Le conseil — formé du président réformateur Masoud Pezeshkian, du chef de la justice ultraconservateur Gholamhossein Mohseni Ejei et d’un représentant du Conseil des gardiens désigné par le Conseil de discernement — est prévu par la loi iranienne comme organe de transition jusqu’à la nomination d’un Guide suprême permanent.
Les médias d’État ont également confirmé la mort du commandant des Gardiens de la révolution, le général de division Mohammad Pakpour, et du principal conseiller à la sécurité Ali Shamkhani, tués dans les frappes.
Pezeshkian, un réformateur qui a remporté la présidence en promettant d’assouplir les restrictions sociales et de relancer l’accord nucléaire de 2015, siège aux côtés d’Ejei, un ultraconservateur étroitement lié aux appareils de sécurité iraniens, qui a supervisé la poursuite de dissidents politiques et de manifestants.
L’opération conjointe américano-israélienne, préparée depuis des mois selon des responsables, a visé des centres de commandement des Gardiens de la révolution, des systèmes de défense aérienne, des sites de lancement de missiles et de drones, ainsi que des bases aériennes militaires à travers l’Iran.
Le président Donald Trump a justifié l’opération comme nécessaire pour empêcher l’Iran de rebâtir ses capacités nucléaires, après que les renseignements ont montré que le pays avait développé la capacité de produire ses propres centrifugeuses de haute qualité — une étape cruciale vers de l’uranium enrichi de qualité militaire.
Outre Khamenei, Israël a déclaré avoir tué le ministre iranien de la Défense et le secrétaire du Conseil suprême de sécurité nationale.

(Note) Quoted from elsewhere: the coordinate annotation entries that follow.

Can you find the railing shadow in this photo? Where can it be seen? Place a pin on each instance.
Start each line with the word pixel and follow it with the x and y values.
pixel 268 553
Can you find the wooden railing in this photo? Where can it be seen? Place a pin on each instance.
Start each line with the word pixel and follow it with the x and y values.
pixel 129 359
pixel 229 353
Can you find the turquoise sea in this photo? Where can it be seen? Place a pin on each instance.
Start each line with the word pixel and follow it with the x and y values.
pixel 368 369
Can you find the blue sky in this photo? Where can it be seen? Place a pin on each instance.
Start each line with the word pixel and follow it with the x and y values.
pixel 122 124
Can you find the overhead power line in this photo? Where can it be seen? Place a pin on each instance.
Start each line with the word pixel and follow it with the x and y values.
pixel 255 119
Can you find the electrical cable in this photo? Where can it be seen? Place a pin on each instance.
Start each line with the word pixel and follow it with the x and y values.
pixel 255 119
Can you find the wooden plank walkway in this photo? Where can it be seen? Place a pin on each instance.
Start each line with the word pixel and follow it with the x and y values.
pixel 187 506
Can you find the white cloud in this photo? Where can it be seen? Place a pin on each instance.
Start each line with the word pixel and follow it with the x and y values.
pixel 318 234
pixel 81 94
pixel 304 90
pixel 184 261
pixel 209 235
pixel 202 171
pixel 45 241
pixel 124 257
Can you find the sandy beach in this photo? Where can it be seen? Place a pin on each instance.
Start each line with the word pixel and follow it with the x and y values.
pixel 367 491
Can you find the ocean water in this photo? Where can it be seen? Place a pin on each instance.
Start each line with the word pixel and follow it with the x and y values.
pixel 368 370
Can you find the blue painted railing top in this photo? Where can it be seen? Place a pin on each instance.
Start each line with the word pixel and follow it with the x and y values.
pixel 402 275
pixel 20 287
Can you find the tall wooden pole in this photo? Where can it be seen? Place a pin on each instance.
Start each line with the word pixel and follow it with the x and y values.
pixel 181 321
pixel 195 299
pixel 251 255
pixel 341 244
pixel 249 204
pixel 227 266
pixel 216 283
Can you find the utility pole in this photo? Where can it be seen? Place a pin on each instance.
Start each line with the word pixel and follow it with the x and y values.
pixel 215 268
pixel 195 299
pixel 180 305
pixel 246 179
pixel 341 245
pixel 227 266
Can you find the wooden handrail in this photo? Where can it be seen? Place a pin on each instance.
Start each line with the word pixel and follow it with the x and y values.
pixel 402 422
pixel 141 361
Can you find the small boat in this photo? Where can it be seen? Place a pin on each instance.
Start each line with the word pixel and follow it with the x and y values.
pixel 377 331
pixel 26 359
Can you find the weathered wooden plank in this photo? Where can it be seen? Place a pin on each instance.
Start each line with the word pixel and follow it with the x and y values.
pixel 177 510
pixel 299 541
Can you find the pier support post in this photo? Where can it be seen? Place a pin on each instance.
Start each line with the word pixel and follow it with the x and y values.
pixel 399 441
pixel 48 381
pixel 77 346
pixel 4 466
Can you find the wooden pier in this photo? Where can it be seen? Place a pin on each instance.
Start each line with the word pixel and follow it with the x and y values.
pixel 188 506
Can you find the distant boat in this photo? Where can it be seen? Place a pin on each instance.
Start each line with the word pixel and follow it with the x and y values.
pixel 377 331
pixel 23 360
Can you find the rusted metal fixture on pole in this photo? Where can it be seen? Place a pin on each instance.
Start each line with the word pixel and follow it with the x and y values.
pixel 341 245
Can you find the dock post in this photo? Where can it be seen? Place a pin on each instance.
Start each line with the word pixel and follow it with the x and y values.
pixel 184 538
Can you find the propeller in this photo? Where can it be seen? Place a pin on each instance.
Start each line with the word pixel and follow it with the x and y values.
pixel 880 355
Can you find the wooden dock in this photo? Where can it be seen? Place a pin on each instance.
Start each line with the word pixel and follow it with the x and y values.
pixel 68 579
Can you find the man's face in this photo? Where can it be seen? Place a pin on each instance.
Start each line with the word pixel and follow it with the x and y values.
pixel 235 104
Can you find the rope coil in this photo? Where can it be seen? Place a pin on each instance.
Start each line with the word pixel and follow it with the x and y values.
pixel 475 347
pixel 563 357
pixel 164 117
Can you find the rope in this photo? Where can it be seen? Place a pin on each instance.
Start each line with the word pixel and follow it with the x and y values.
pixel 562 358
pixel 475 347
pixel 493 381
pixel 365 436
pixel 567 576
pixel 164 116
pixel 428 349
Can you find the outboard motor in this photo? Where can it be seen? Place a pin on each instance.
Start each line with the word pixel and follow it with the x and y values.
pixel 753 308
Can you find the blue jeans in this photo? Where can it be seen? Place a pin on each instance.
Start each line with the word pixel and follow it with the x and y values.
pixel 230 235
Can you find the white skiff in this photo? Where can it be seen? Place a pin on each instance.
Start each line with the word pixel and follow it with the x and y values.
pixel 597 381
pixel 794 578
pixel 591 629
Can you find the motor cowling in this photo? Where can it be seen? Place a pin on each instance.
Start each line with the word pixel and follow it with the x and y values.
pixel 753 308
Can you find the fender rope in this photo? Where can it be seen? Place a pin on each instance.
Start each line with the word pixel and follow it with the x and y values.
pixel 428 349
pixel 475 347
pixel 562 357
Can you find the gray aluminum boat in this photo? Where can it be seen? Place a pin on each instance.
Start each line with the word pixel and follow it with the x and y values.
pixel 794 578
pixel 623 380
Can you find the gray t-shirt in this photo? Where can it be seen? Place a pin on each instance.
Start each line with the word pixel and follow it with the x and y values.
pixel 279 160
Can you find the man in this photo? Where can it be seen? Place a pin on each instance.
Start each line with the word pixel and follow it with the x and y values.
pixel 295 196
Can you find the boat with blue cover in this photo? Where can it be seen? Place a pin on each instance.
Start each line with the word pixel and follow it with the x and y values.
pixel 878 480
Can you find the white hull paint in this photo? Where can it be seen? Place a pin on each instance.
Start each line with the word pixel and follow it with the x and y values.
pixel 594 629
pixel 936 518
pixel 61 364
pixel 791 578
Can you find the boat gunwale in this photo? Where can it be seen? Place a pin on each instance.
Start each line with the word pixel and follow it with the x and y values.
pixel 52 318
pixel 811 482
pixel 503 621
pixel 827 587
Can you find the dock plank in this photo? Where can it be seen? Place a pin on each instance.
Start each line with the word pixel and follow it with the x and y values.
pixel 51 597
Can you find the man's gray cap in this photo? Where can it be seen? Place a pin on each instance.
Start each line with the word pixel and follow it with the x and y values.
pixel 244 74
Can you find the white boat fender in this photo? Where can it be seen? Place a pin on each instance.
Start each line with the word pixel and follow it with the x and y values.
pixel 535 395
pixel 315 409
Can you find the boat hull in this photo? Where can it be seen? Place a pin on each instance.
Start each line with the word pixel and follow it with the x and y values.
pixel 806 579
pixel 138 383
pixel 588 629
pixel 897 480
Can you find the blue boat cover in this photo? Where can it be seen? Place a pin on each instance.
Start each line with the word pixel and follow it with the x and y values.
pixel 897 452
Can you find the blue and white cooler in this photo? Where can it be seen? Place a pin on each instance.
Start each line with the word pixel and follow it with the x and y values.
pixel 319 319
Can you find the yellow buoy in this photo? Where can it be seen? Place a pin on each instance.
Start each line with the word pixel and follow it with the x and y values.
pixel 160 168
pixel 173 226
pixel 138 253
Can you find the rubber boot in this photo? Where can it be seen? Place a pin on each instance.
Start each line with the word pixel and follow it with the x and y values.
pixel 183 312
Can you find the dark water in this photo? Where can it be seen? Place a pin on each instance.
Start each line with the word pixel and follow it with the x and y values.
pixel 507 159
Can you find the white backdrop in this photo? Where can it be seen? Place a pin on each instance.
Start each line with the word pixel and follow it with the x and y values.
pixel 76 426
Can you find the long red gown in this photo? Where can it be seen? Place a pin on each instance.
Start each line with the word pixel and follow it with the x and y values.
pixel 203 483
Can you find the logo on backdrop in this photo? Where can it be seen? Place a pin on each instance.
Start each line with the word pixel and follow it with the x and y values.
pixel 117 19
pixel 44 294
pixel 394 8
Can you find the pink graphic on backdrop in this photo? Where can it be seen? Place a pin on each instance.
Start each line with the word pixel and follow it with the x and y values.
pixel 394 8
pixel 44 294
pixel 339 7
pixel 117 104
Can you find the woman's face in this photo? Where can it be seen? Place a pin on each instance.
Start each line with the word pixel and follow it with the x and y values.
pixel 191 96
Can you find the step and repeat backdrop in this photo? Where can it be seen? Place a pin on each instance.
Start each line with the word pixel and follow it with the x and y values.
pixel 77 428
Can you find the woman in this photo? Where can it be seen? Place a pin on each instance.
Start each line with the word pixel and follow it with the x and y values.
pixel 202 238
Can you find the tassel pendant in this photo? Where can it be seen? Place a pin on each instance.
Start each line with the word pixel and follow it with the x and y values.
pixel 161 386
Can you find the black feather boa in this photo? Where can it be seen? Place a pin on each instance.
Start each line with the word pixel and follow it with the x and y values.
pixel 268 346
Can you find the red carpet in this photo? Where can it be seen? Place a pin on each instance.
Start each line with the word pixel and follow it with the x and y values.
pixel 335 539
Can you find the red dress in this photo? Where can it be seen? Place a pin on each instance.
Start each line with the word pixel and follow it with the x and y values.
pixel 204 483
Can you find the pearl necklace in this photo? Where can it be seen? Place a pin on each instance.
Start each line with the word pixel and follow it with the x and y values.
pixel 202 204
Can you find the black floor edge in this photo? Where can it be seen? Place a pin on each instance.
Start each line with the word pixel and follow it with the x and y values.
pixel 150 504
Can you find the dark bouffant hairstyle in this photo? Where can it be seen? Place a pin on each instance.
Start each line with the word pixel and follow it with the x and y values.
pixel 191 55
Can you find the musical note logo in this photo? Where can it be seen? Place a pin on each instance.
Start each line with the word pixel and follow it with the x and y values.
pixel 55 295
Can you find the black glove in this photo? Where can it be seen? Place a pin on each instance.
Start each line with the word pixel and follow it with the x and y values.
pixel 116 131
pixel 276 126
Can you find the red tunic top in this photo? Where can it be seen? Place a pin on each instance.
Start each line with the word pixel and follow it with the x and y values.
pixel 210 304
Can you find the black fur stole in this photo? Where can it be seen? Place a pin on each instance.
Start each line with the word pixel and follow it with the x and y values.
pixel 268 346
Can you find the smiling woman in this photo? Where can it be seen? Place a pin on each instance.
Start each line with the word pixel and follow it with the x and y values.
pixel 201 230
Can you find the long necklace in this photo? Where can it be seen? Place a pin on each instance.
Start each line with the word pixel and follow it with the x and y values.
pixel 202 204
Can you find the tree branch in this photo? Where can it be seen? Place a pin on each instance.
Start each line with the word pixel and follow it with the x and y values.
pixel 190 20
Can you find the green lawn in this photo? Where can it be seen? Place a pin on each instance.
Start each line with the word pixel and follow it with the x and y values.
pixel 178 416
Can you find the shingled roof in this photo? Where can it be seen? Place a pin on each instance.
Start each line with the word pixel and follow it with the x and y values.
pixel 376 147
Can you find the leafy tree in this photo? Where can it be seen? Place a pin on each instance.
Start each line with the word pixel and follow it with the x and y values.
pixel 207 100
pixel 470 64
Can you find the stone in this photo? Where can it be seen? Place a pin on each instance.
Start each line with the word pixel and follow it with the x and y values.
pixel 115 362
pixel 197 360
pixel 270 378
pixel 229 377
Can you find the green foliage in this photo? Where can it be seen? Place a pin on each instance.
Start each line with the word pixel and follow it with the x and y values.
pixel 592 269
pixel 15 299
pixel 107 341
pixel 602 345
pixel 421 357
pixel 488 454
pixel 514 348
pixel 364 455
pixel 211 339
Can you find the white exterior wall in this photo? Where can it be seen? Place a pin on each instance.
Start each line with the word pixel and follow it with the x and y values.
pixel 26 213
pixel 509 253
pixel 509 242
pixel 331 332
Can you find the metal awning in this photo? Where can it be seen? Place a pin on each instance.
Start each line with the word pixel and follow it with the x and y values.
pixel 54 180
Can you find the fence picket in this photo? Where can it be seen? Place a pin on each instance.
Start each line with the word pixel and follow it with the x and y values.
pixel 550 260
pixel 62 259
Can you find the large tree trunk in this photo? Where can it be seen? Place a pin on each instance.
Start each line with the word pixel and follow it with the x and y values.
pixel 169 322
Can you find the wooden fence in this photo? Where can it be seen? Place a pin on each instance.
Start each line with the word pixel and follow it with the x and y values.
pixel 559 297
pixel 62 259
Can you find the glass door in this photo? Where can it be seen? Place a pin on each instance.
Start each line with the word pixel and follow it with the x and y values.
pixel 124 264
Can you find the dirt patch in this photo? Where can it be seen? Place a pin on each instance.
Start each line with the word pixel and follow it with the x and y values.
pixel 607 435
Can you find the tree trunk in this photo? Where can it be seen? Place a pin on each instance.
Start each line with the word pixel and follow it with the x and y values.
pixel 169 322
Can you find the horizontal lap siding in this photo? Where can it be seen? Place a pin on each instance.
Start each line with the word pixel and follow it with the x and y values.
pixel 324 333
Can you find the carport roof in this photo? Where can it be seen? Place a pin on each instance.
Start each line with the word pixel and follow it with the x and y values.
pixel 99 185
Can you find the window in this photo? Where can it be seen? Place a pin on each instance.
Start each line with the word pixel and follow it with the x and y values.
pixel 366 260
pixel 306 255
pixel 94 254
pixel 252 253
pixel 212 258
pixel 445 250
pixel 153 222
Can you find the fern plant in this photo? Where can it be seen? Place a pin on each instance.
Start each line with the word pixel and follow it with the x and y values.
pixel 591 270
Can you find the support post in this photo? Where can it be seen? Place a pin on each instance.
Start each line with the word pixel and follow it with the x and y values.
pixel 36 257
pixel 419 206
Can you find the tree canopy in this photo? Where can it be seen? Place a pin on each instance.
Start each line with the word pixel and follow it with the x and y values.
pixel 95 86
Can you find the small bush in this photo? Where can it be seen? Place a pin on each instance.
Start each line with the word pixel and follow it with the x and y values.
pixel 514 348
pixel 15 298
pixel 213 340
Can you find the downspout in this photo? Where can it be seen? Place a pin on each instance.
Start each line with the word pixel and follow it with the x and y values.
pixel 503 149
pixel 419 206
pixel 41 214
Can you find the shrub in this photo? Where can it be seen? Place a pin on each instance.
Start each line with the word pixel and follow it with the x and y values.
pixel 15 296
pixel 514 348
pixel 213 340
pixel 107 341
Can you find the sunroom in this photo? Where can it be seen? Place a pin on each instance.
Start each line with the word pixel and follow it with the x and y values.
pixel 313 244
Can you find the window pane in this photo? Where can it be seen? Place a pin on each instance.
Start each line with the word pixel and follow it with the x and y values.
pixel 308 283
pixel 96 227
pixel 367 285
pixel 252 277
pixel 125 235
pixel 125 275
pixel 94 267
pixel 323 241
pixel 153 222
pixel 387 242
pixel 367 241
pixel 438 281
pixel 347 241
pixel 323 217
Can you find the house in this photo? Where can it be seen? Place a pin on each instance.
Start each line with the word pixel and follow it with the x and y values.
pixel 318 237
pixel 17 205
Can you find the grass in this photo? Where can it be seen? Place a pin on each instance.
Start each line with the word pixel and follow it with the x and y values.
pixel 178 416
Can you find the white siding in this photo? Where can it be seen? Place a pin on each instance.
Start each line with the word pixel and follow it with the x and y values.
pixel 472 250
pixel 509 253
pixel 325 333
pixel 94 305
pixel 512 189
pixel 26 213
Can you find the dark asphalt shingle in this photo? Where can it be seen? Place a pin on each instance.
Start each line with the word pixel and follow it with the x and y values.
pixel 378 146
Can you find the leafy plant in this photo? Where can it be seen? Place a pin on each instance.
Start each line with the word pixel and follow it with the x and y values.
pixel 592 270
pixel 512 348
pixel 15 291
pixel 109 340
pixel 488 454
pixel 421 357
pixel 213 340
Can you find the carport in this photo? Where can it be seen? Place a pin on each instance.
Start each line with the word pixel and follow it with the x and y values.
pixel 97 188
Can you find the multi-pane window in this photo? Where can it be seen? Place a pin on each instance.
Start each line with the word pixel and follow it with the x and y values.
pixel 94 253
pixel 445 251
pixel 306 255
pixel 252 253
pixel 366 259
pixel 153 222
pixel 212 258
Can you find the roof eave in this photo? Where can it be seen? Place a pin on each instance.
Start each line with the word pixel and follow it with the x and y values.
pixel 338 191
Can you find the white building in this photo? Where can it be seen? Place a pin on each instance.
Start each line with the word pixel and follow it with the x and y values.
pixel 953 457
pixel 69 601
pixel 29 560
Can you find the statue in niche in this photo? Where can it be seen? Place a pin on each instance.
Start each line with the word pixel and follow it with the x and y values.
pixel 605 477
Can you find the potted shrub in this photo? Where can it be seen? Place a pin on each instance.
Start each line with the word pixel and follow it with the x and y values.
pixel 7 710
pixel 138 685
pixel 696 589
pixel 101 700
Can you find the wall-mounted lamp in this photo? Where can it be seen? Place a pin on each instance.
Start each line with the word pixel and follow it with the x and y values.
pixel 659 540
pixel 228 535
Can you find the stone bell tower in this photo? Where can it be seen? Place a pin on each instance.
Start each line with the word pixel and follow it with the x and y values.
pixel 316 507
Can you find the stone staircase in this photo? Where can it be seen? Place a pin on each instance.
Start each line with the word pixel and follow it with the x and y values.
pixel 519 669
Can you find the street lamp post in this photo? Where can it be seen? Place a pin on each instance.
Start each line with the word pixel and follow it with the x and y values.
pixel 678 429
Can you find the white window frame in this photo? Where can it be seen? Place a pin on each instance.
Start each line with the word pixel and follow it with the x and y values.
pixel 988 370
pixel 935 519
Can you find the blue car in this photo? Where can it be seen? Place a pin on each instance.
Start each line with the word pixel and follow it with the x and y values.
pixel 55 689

Le Commandement central américain a indiqué qu’aucun Américain n’avait été tué, en dépit de ce qu’il a décrit comme "des centaines d’attaques iraniennes par missiles et drones" en représailles.
La contre-attaque iranienne a été rapide et d’ampleur. Des missiles et des drones ont été tirés en direction d’Israël et d’installations militaires américaines à Bahreïn, au Koweït et au Qatar. L’Arabie saoudite a indiqué que l’Iran avait pris pour cible sa capitale et sa région orientale dans une attaque qui a été repoussée.
Au moins 115 personnes ont été tuées lorsqu’une école de filles dans le sud de l’Iran a été frappée — le Commandement central américain a déclaré être au courant de ces informations et les examiner. Au moins 15 autres personnes ont été tuées dans le sud-ouest, selon les médias d’État iraniens.